SCENE: THE KITCHEN
NEIL: Everybody, everybody, listen up. I think we need to have a house meeting.
MIKE: So I said, is that hot apple sauce in your panties, or are you pleased to see me?
NEIL: Look, I don't want to get heavy or anything but, like, the landlord--
RICK: Neil, will you please! shut! up! I'm trying to concentrate on my article for the Student Socialist Times. I'm doing a shocking expose on how I went to a lecture last week, I made a special effort because it's a leap year this year, and nobody else turned up.
VYV: Right. I think it's time I told everybody that I'm an elf.
RICK: I expect it will be picked up by The Times, and it shall lead to a revolution of poetry and light, and Cliff Richard -- Sir Cliff! -- will personally congratulate me on a brilliant piece of investigative journalism and--
MIKE: I don't suppose, Rick, that you had this year's timetable?
VYV: Yeah. An elf. How do you like that. Look at my forehead. Look at my ears. Here, look at my feet. I'm a bloody elf. I'm six hundred and twenty-one years old. I've smashed fourteen thousand eight hundred and ninety-seven beer bottles on my forehead. Only an elf could do that.
RICK: Mike, shut up. And I shall kneel before him, before Sir Cliff, and gaze up into his sunnily benevolent smile.
NEIL: Guys, please, listen to me, this is like, really important.
MIKE: Neil, make us some tea, will you? I've got a date at seven and I need to tell her I've already eaten.
VYV: I ran away from home because I couldn't take another bloody minute of poncy gits prancing around the hills playing flutes and harps. It was bloody rubbish. And elves don't have telly, either, or the Sex Pistols, or fish'n'chips, they're all bloody vegetarians.
RICK: Shut up, Vyvyan, you stupid little... bogie-head. I don't know why you're complaining when we live in a fascist society devoid of anything resembling a functional education system. I bet the elves don't have Margaret bloody Thatcher, do they? Do they?
NEIL: The landlord, guys, he's been around and he's hassling me and he wants us to like, pay the rent and stuff and I'm scared, guys, I'm really scared.
RICK: Neil, will you shut! up! I call a house meeting! Who votes Neil should shut up? Me!

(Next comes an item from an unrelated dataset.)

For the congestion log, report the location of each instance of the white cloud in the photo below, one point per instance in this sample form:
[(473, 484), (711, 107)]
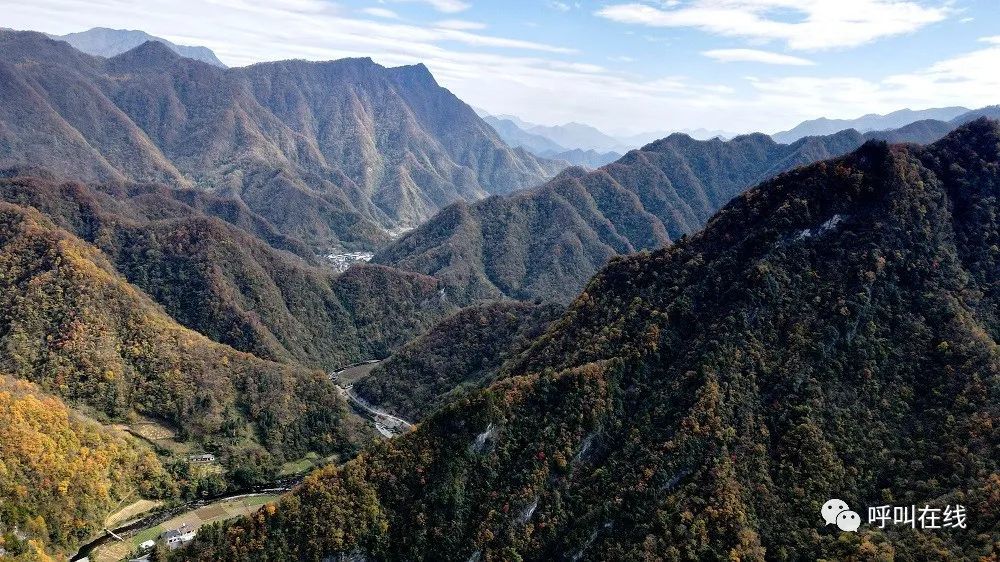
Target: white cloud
[(819, 24), (968, 80), (380, 13), (461, 25), (754, 55), (446, 6)]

Right, it's unanimous. Shut up, Neil, you stupid smelly hippie.
MIKE: So that a) I don't have to buy her dinner, and b) so I can tell her I'm still hungry for love.
RICK: And Sir Cliff will touch me gently with his sword, once, twice, thrice, and say, "Rise, Sir Rick!" and I'll rise! Rise! Like the sun over the bloodied battlefield of the Revolution.
NEIL: And he was really, like, negative, and he said he'd take my guitar and everything.
RICK: And mark my words, hippies who don't shut up will be first against the wall when the revolution comes, oh, yes, I'll see to that, Neil.
VYV: That's utter bollocks, Neil, you stupid bastard. He can't take your guitar.
NEIL: Oh, good, all right.
VYV: I traded it for two and a half crates of vodka last week.
RICK: And the Elves will be next, because somebody ate an entire bucket of vindaloo curry and blocked up the bloody toilet, didn't they, Vyvyan? And then I'll stick it to the Thatcher bitch, yeah!
MIKE: I guess that's why your mother called you Vyvyan with two Ys, then.
VYV: Two and a half crates of vodka! From the back of a truck outside the paint factory. Only an elf could drink all that and smash the bottles on his forehead after.
RICK: Oh, stop blubbering, Neil, and make us the bloody tea.